Bankers and financial experts have agreed that the global banking system needs prudent and strict regulation, but how to strike a balance between regulation and financial innovation would be an important issue yet to be solved..

Dai Peng, an official with Export-import Bank of China, one of the country's policy banks, said at Saturday's fifth Annual Bankers Forum that increased regulation and financial innovation should be paid with equal attention in the reform of international financial reform.

"The last round of financial crisis is the consequence of ultra market liberalism of the western countries, which need strict regulation badly," he said. But for emerging economies with underdeveloped financial markets, innovation should be encouraged to ensure a healthy market.

The G20 leaders have approved to the Basel III framework at the end of last year, the new global standards for banking which requires higher capital adequacy ratios for commercial banks.

There should not be a universal standard for all the banks, which could discourage the economic development in emerging markets and in turn hurt global financial stability, he said.

China should work out its own regulating system that better boosts the development of the country's industry, instead of following the regulation standards of the western countries, he added.

But according to Fan Gang, a former advisor for the People's Bank of China, the country's central bank, emerging economies should be even more prudent than developed ones, as they are more vulnerable to external risks.

More hot money has flowed to emerging economies and brought severe inflation ever since the United States conducted near-zero interest rates and poured excessive liquidity into the market, said Fan.

When crisis comes, developing countries are less capable of self-adjusting, which requires more prudent spirit to protect the economy's operation, he said.

Also, Xu Xiaonian, a professor at China Europe International Business School and also a well-known economist, said it is actually the government that needs the most supervision, especially when the Federal Reserves has created the 2008 financial crisis and the recent debt crisis with over-liquidity in the market and near-zero interest rates

Xu pointed out that while conducting financial regulation, there should be a clear boundary between the role of government and that of the market.

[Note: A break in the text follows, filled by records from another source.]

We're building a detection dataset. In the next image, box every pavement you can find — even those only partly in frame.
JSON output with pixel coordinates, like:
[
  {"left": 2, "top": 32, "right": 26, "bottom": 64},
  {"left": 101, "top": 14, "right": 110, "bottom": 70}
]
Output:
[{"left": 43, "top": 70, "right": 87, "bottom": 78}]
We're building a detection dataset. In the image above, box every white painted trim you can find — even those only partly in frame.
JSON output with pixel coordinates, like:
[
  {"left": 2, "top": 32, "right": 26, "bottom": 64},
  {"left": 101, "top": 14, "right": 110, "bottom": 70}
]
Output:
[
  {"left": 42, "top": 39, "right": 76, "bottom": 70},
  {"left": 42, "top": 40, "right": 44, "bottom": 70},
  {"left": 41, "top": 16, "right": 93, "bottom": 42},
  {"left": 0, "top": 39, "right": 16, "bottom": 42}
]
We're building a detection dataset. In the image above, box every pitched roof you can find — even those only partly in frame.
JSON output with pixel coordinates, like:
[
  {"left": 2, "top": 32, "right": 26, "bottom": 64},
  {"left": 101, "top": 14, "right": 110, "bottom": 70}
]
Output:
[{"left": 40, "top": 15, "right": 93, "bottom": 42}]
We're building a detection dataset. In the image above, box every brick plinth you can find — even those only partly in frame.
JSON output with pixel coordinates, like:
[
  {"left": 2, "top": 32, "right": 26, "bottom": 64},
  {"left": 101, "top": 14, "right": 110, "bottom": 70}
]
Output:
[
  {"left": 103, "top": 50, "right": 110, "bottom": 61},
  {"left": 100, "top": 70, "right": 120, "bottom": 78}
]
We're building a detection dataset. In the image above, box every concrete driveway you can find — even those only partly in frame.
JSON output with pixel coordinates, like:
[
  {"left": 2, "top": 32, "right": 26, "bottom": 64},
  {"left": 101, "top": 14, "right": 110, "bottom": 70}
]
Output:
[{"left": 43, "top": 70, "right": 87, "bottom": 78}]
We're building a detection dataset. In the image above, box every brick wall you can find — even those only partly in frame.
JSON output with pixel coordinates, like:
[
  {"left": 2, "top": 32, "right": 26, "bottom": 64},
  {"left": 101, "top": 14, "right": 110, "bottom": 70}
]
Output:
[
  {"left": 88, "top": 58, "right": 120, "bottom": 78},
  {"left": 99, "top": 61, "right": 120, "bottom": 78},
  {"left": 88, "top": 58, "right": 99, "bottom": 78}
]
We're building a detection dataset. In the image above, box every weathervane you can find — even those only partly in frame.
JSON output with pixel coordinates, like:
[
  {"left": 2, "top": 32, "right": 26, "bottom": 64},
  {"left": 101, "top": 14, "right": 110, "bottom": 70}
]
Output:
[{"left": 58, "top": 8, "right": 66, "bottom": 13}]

"The government should be responsible for establishing a framework and setting up standards, but not interfering market operation," he said at the forum

Xu said the problem with China's system is that there are too many departments that regulate only one market, which brings more complication and less efficiency.

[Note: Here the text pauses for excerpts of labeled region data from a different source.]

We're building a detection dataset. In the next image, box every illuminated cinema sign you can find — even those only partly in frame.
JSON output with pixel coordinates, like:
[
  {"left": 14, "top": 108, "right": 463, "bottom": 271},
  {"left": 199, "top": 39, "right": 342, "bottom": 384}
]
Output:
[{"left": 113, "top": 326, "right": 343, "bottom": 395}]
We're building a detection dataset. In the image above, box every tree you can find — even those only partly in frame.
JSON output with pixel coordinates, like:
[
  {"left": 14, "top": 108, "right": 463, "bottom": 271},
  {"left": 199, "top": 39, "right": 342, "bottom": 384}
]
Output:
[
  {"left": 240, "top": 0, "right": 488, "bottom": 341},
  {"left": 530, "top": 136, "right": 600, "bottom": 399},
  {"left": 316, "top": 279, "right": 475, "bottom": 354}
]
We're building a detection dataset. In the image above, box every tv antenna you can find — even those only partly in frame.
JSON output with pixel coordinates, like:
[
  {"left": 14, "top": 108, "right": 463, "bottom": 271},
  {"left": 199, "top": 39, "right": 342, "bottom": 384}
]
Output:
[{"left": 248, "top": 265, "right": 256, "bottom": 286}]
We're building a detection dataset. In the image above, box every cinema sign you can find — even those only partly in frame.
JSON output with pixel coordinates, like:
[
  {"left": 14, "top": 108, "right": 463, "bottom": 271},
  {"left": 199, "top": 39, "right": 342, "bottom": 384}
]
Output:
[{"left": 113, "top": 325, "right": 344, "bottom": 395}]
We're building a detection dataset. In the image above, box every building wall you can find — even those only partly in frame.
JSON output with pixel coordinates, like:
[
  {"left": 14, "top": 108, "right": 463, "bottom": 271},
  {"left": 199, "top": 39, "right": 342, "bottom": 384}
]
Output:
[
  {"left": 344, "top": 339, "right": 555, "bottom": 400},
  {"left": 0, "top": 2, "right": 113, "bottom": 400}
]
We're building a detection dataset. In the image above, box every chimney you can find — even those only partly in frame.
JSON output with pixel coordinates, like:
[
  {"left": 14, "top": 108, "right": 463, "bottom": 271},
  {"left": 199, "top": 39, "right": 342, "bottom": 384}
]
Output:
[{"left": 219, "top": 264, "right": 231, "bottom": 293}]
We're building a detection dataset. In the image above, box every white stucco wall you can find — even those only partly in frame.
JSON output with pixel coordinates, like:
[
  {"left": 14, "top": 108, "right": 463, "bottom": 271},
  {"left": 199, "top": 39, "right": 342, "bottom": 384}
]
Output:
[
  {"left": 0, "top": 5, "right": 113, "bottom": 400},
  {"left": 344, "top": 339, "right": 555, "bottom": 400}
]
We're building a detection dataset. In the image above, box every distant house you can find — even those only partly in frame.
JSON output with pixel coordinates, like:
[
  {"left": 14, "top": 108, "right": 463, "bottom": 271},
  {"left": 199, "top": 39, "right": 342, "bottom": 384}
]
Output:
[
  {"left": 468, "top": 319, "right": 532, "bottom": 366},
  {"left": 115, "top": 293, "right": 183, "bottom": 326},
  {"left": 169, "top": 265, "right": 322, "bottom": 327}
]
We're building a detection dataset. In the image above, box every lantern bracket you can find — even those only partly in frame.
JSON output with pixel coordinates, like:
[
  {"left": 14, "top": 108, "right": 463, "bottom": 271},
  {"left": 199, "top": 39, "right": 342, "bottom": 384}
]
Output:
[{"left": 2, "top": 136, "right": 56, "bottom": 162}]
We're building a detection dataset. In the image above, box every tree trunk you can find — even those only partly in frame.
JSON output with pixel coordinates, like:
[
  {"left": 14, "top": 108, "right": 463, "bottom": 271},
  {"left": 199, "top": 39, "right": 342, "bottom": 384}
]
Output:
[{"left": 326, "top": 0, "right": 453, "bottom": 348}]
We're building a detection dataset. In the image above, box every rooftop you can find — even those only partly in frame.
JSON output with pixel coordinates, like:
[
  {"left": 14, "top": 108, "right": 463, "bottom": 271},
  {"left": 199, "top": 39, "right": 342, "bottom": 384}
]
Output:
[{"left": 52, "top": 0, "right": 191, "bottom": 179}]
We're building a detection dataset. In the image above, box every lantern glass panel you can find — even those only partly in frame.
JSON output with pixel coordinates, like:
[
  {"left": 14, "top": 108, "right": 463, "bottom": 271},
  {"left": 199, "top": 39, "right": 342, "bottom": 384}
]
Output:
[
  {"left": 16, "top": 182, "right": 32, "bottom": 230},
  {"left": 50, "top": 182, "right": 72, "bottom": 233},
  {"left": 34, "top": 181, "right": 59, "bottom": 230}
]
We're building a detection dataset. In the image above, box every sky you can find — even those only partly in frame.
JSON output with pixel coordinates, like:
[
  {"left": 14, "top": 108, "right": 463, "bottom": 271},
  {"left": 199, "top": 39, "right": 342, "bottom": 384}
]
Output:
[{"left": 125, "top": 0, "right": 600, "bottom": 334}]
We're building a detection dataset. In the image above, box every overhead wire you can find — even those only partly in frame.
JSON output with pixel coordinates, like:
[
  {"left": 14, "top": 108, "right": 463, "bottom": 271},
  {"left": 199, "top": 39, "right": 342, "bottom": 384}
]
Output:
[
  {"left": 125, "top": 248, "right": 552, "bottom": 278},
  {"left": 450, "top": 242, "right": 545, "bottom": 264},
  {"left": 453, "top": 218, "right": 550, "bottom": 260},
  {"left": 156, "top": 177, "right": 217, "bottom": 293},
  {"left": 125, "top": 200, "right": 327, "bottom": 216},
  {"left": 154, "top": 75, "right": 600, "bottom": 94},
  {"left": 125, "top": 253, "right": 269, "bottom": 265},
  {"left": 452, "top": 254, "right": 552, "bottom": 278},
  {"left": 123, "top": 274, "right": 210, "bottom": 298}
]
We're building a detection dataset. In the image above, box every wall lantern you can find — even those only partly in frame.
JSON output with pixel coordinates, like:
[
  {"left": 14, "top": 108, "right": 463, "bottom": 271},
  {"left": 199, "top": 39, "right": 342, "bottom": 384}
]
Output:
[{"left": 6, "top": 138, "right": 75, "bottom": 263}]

"Regulators are after riskless operation, but being riskless equals to profitless," he said.

"You have to let market competitors to make mistakes and learn," said Hong Qi, Managing Director and President of the China Minsheng Bank.

Regulators should rather focus on enterprises with flaws in management and equity structures, said Xu.

According to Dai, a stable financial market does not equal to being totally out of risk but a flexible market that would be less hurt by crisis. Regulators could pay more attention on boosting financial institutions' profiting abilities to fight risks.